A new player in the Northeast Asian energy market is the Russian Far East. According to Tang and Khartukov (1996), this region may become a marginal supplier of coal and oil products early in the next century. More significantly, however, it is likely to have a large, sustainable surplus of natural gas for export to Asian markets by the year 2000. If some of this natural gas could be used to replace coal in the power sector or industrial sector, it could drastically reduce atmospheric emissions of sulfur dioxide. If the Russian Far East becomes a serious supplier of energy to the region, it will alter both the political and environmental balance. An urgent need is to develop emission estimates for this region and incorporate them into analytical models such as RAINS-Asia.
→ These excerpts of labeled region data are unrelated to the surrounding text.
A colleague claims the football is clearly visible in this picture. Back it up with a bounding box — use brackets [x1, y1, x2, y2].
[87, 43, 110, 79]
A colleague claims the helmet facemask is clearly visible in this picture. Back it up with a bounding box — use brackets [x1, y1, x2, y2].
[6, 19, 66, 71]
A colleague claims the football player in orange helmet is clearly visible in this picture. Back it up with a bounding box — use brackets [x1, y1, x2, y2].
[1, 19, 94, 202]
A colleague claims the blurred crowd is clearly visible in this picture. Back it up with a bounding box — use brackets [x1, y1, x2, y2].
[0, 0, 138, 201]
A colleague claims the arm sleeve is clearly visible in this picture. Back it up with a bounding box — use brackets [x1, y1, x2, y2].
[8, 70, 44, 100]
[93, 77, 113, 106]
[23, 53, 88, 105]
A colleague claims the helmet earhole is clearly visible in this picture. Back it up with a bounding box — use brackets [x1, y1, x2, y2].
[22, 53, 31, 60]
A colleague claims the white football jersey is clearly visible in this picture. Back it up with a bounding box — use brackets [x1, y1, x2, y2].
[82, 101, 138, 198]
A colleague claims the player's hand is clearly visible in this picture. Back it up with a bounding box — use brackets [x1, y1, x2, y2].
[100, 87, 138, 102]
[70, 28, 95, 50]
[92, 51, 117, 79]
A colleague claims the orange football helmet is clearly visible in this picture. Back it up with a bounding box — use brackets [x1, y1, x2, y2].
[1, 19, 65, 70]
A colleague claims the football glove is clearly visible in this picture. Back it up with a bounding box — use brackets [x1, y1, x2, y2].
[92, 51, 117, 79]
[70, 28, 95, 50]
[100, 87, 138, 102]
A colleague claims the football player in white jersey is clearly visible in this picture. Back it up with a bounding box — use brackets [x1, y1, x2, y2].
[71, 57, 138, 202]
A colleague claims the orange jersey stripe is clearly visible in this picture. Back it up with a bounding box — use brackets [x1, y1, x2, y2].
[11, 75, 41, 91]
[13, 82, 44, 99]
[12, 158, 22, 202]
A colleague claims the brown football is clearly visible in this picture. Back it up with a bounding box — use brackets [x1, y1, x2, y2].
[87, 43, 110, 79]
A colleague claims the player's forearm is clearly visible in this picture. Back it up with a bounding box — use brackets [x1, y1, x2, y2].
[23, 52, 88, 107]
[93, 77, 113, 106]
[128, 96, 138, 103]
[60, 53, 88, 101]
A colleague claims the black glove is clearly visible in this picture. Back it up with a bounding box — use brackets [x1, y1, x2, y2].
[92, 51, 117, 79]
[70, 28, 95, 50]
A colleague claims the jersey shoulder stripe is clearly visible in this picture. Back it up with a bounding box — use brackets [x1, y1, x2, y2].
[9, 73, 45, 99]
The problems caused by extensive uncontrolled combustion of coal in Northeast Asia are by no means underappreciated in the region. There is extensive work in progress to develop appropriate technologies for China. Many research and development groups in China, Japan, and other countries are working cooperatively on such technologies as coal cleaning, briquette manufacture, more efficient small boilers, low-cost emission controls with moderate-to-good removal efficiency, etc.

Emissions of Sulfur Dioxide

With knowledge of the quantities of fossil fuels burned, their sulfur contents, and the amounts of sulfur retained in ash, it is possible to calculate uncontrolled emissions of sulfur dioxide. Only Japan had any stack-gas control technology in place in 1990 and this is reflected in the RAINS-Asia date base. Thus, 1990 estimates of sulfur dioxide emissions are presented by country in Table 6 and for each of the 23 subregions in Table 1.

Total emissions of sulfur dioxide in Northeast Asia in 1990 are estimated to be 14.7 million metric tonnes (mt). Northeast China was responsible for 11.9 mt (81%), South Korea 1.7 mt (12%), Japan 0.8 mt (5%), and North Korea 0.3 mt (2%). The use of large amounts of fossil fuels by Japan is offset by the widespread deployment of emission controls. The majority of sulfur dioxide emissions comes from the industrialized regions of China: the Northeast Plain, Hebei-Anhui-Henan, and Jiangsu/Shanghai. The locations of these emitting sources are conducive to transboundary flow across the Korean peninsular to Japan and the Northern Pacific Ocean.

Table 6 Emissions in Northeast Asia by Country (mt/y) under BAS Scenario
Country SO2 NOx
1990 2010 2020 1990 2010 2020
Northeast China 11.9 25.3 32.5 6.9 N.A. 26.8
Japan 0.8 1.0 1.1 2.6 N.A. 4.6
South Korea 1.7 4.1 5.6 1.1 N.A. 5.1
North Korea 0.3 0.9 1.3 0.5 N.A. 2.4
Total 14.7 31.3 40.5 11.1 N.A. 38.9
N.A. = Values not calculated by van Aardenne (1996).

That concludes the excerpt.